Monday November 29, 2010

Good Intentions

Got up early with hopes to finish all the drawings today, but I Cybermonday-ed instead...

... aaaaand ChristmasshoppingDONE!

Day 16

Tuesday November 30, 2010

Ahead of Schedule!

Almost there! A few more drawings, deciding on a cover and then the layout process begins.

Day 17

Wednesday December 1, 2010

December! :0 AUGHHH!

One drawing left, gotta design the cover and then just figuring out colors for the text blocks. Right now the backgrounds are all black. Went with Futura, just cuz I love it. It's my signature font. Its also 50 million other designers signature font, but what the hell does my dad know about fonts? He's just gonna know it looks pretty...

Day 18

Thursday December 2 2010

Almost there

So far so good, everything is uploaded to Lulu. Fairly easy process.

Blurb took a little tweaking... everything had to be brought into InDesign before uploading. There was way more swearing and drinking while uploading to Blurb than Lulu.


Day 19

Wednesday December 8, 2010

Got the book in the mail form Lulu! Really apprehensive to open it. But it turned out really nice. The printing is … streaky in some parts, and the pages are not borderless.

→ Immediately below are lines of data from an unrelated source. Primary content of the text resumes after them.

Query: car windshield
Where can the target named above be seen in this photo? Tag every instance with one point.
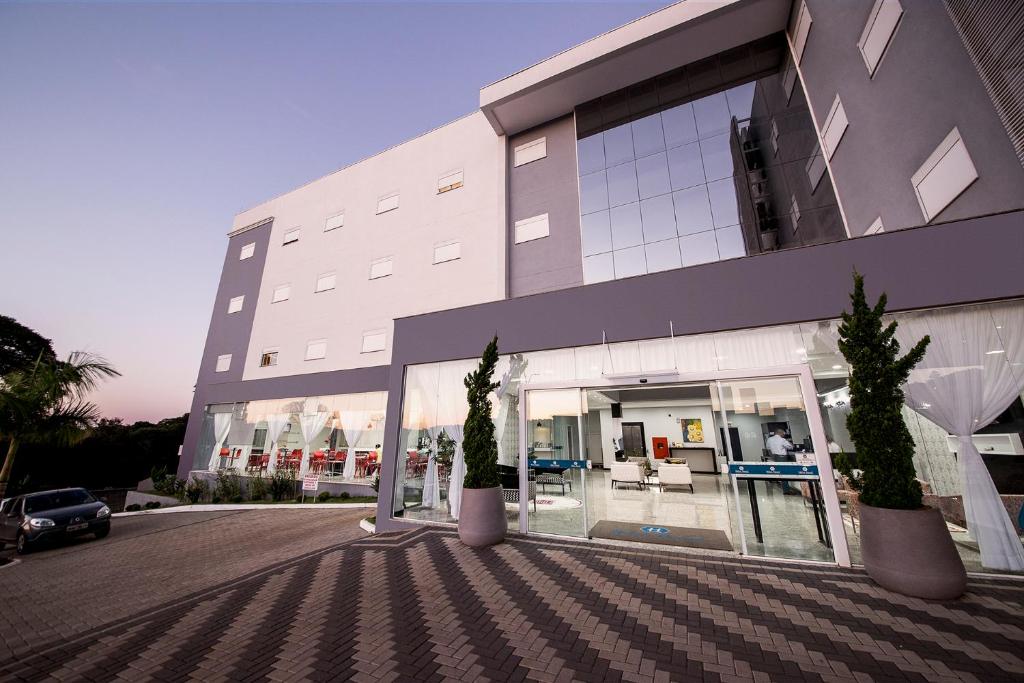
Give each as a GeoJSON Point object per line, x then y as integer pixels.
{"type": "Point", "coordinates": [57, 499]}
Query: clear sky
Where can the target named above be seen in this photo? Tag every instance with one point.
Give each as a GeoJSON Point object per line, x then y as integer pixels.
{"type": "Point", "coordinates": [131, 134]}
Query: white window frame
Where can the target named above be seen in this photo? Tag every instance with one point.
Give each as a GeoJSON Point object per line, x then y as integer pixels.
{"type": "Point", "coordinates": [315, 349]}
{"type": "Point", "coordinates": [382, 267]}
{"type": "Point", "coordinates": [334, 222]}
{"type": "Point", "coordinates": [374, 341]}
{"type": "Point", "coordinates": [223, 364]}
{"type": "Point", "coordinates": [535, 227]}
{"type": "Point", "coordinates": [326, 282]}
{"type": "Point", "coordinates": [449, 181]}
{"type": "Point", "coordinates": [387, 203]}
{"type": "Point", "coordinates": [527, 153]}
{"type": "Point", "coordinates": [811, 167]}
{"type": "Point", "coordinates": [445, 255]}
{"type": "Point", "coordinates": [801, 30]}
{"type": "Point", "coordinates": [889, 29]}
{"type": "Point", "coordinates": [285, 289]}
{"type": "Point", "coordinates": [835, 127]}
{"type": "Point", "coordinates": [951, 156]}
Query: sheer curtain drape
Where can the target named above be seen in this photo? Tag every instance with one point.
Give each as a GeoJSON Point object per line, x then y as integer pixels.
{"type": "Point", "coordinates": [221, 426]}
{"type": "Point", "coordinates": [972, 372]}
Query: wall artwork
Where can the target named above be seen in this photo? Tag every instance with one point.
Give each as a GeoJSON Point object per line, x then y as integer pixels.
{"type": "Point", "coordinates": [692, 430]}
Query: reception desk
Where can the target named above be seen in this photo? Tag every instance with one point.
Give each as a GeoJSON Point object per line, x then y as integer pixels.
{"type": "Point", "coordinates": [700, 460]}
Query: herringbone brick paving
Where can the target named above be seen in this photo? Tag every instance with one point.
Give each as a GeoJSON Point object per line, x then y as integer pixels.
{"type": "Point", "coordinates": [420, 606]}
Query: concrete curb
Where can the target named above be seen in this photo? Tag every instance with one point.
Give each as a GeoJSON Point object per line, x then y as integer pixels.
{"type": "Point", "coordinates": [242, 506]}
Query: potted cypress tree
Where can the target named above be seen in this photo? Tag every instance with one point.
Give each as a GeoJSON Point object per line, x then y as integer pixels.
{"type": "Point", "coordinates": [481, 517]}
{"type": "Point", "coordinates": [904, 545]}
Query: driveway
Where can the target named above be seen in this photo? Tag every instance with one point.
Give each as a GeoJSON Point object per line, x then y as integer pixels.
{"type": "Point", "coordinates": [270, 595]}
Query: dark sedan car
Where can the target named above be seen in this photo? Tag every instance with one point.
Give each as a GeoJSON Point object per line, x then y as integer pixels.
{"type": "Point", "coordinates": [49, 515]}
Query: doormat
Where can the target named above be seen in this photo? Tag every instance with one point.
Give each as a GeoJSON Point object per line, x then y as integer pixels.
{"type": "Point", "coordinates": [710, 539]}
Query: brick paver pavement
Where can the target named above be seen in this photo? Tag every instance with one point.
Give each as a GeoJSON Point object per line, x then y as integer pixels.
{"type": "Point", "coordinates": [418, 605]}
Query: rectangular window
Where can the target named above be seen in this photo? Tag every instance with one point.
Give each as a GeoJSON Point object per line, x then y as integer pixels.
{"type": "Point", "coordinates": [282, 293]}
{"type": "Point", "coordinates": [374, 341]}
{"type": "Point", "coordinates": [450, 181]}
{"type": "Point", "coordinates": [882, 23]}
{"type": "Point", "coordinates": [326, 282]}
{"type": "Point", "coordinates": [380, 268]}
{"type": "Point", "coordinates": [801, 28]}
{"type": "Point", "coordinates": [531, 228]}
{"type": "Point", "coordinates": [530, 152]}
{"type": "Point", "coordinates": [223, 363]}
{"type": "Point", "coordinates": [836, 124]}
{"type": "Point", "coordinates": [334, 222]}
{"type": "Point", "coordinates": [946, 173]}
{"type": "Point", "coordinates": [815, 168]}
{"type": "Point", "coordinates": [389, 203]}
{"type": "Point", "coordinates": [449, 251]}
{"type": "Point", "coordinates": [316, 349]}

I gotta say its weird to see it all together in one piece, finalized. All those scribbles and sketches and papers and pens everywhere, scans and cords and computers and time, all comes down to this one little book.

I don’t plan on taking it to a publisher, want to just keep it within the family. But it was a great experience. I guess it would have been better experience if I actually interacted with someone while working on it besides the bunny, who really is a downer sometimes.

All in all, not a bad product for four weeks of work.

EPILOGUE

The book from Blurb was a like a buck more expensive but worth it. It was a tiny bit smaller but the printing quality was better than that of Lulu and the images bled to the edges.

And at Christmas, the rents loved the book and read it aloud. They even cried a bit - SUCCESS!